Real-time social battery detection. AR overlay in the browser.

I owned End-to-end design, Vercel deployment, and live demo. Ongoing product development and growth from initial concept through current release.
Role Product Designer
Timeline 2026
Type Personal ยท Creative Tool
Platform Browser-native ยท on-device
EmpathAR running on mobile, AR overlay showing emotional body language scan interface

The Concept

Most of social intelligence is invisible. EmpathAR makes those signals visible in real time. It was designed for people who find social situations effortful to read: anyone navigating neurological difference, social anxiety, or unfamiliar social contexts.

What Was Built

Real-time AR overlay rendered directly over people in frame via WebGL, no install required

Three-signal model: posture (33 landmarks), expression (52 blendshapes), and movement velocity fused into a single score with asymmetric smoothing

Multi-person tracking with contextual toast notifications as battery state changes

Fully on-device via WebAssembly. No video, images, or biometric data ever leaves the browser

Approach

Two MediaPipe models run simultaneously per frame (pose and face), fused into a single battery score using an asymmetric blend algorithm. Draining reads fast; recharging reads slow, matching how social fatigue actually works.

Five named states, each with a contextual action prompt. The copy went through initial field testing at the CODAME hackathon and was revised based on early participant feedback. Formal testing is ongoing.

Accomplishments

Hackathon debut

EmpathAR debuted at a CODAME hackathon. Initial field testing with participants informed early revisions to the prompt copy. Directives were rewritten as questions based on what people responded to. Testing is ongoing.

Live at empathar.com

The tool is publicly accessible, browser-native, with no install required. Fully on-device via WebAssembly.

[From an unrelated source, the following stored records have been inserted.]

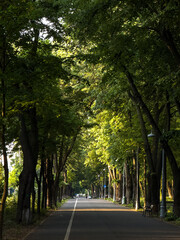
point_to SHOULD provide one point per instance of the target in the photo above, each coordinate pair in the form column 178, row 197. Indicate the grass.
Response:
column 170, row 217
column 14, row 231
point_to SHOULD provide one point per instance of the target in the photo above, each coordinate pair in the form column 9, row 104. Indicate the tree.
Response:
column 122, row 33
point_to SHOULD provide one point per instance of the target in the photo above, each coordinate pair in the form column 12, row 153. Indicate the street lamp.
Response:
column 163, row 202
column 104, row 183
column 123, row 198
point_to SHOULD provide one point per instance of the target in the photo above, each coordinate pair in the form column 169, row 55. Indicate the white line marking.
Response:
column 70, row 222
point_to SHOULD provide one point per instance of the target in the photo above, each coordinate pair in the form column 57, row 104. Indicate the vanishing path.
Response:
column 96, row 219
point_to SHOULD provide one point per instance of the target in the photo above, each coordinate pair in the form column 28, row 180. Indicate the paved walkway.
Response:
column 90, row 219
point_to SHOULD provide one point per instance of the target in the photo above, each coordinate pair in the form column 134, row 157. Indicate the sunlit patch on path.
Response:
column 96, row 210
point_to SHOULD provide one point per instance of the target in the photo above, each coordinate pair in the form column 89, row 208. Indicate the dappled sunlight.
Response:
column 97, row 210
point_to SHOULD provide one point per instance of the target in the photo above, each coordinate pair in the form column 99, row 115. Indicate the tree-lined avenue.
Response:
column 99, row 219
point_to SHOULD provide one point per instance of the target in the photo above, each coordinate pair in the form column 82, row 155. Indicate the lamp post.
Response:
column 123, row 198
column 163, row 202
column 104, row 183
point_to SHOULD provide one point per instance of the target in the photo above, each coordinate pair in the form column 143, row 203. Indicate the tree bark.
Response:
column 29, row 143
column 164, row 143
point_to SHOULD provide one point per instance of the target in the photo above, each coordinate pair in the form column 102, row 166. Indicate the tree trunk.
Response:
column 170, row 189
column 29, row 145
column 175, row 170
column 128, row 183
column 50, row 182
column 6, row 171
column 5, row 190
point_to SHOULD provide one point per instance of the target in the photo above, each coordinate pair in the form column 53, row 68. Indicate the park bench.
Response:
column 147, row 210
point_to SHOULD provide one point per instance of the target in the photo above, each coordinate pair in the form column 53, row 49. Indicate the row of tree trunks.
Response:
column 29, row 143
column 154, row 178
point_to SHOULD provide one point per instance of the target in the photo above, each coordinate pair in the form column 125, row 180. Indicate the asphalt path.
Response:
column 96, row 219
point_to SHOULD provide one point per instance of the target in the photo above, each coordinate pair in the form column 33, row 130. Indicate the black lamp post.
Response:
column 163, row 202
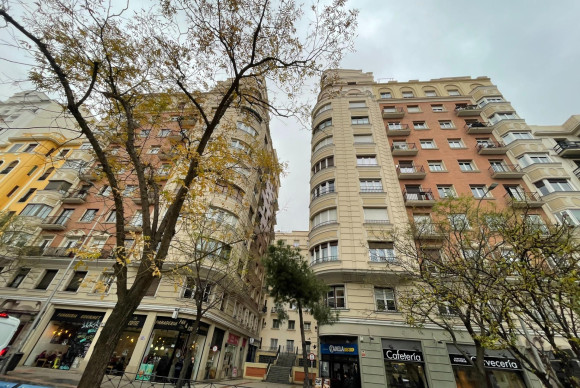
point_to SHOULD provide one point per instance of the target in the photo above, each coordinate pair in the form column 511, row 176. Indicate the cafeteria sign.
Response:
column 345, row 349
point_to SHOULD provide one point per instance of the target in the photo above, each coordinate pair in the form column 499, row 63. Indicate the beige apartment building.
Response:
column 79, row 297
column 383, row 154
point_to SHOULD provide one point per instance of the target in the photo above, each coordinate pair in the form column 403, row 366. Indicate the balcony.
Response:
column 479, row 128
column 398, row 130
column 411, row 172
column 419, row 198
column 54, row 223
column 393, row 113
column 406, row 149
column 77, row 196
column 568, row 149
column 467, row 110
column 491, row 148
column 523, row 199
column 505, row 171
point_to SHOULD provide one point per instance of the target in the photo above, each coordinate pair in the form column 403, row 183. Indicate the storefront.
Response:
column 340, row 361
column 167, row 346
column 404, row 364
column 66, row 339
column 502, row 371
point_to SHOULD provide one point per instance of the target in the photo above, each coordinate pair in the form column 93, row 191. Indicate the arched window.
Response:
column 10, row 167
column 46, row 174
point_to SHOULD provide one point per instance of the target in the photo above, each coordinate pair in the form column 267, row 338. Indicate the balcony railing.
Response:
column 325, row 259
column 568, row 149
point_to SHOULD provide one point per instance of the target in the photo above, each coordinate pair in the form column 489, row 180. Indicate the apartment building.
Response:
column 382, row 155
column 81, row 289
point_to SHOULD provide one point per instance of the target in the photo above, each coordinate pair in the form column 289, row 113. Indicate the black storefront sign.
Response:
column 77, row 316
column 400, row 355
column 503, row 363
column 180, row 324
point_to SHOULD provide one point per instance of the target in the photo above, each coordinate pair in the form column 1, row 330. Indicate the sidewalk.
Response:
column 43, row 377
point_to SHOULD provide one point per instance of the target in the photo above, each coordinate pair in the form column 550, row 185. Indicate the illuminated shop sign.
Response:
column 403, row 355
column 488, row 362
column 346, row 349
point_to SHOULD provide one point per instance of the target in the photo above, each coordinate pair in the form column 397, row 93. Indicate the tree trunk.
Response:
column 108, row 339
column 306, row 374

Milan Design Week + SF Design Week

Collaborated with ARTEX at Milan Design Week. EmpathAR is also featured at San Francisco Design Week on June 12.

What's Next

v1.2 (in progress) adds Dog Mode, extending the same social battery model to read canine body language (posture, movement, ear and tail position) for dog owners navigating their dog's social needs. We trained a custom pose model for dogs, mirroring MediaPipe's landmark architecture adapted to canine anatomy.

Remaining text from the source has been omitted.